The case arose from a dispute between Kraftwerk and Moses Pelham as to whether the song “Nur mir” unlawfully samples a two-second rhythm section of Kraftwerk’s song “Metall auf Metall”. The FCJ established in its two landmark decisions that:
· Sampling a single sound does not fulfill the conditions for copyright infringement, since a single sound is not an intellectual creation, and is therefore not a musical work under the German Copyright Act (GCA).
· However, when assessing an infringement of the rights in sound recordings under section 85 GCA, neither the quality nor the quantity of the sample is a suitable criterion; even the “smallest shreds of recorded sounds” are subject to exclusive rights. Further, it does not matter whether the sample has a detrimental effect on the sales of the recordings.
· It is not inconsistent to assign broader IP rights to record producers than to authors because of the different subject matters of the rights: the financial, organisational, and technical effort of record producers and the personal intellectual creation of authors.
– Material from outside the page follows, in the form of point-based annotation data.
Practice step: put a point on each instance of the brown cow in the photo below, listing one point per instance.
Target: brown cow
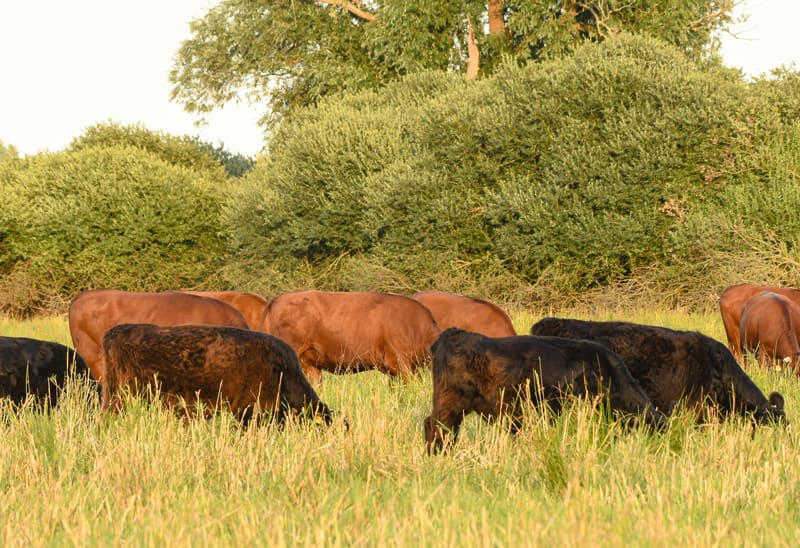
(671, 365)
(249, 304)
(350, 332)
(92, 313)
(248, 371)
(471, 314)
(731, 302)
(768, 328)
(472, 372)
· The German doctrine of free use (Freie Benutzung) under section 24 GCA (which allows free use of someone else’s work in certain situations, does apply by analogy to neighbouring rights. But it can only be relied on to justify sampling where an average-equipped and qualified music producer could not have created an equivalent sound recording himself (because if he could then he has no need to sample).
Based on these findings the FCJ decided that the sample infringed Kraftwerk’s rights in the sound recording because it was “possible to record by oneself the tone sequence”.
The FCJ’s restrictive approach not only impedes music producers from sampling sounds, but may also have an impact on the application of other related rights such as the rights of movie producers and broadcasting companies.
The impact of the decision is underlined by the draft bill regarding the introduction of neighbouring rights for publishers (such as publishers of books and newspapers) which explicitly refers to the FCJ’s Metall auf Metall decisions, and states that the protection will cover even the smallest parts of press products. This would certainly prevent search engines from providing snippets of content without the consent of rightsholders (a subject which has recently been contested in litigation in several other EU countries).
Fabian Niemann is a partner in Bird & Bird's IT group in Frankfurt. Lea Mackert is an associate in the same group and is based in Düsseldorf.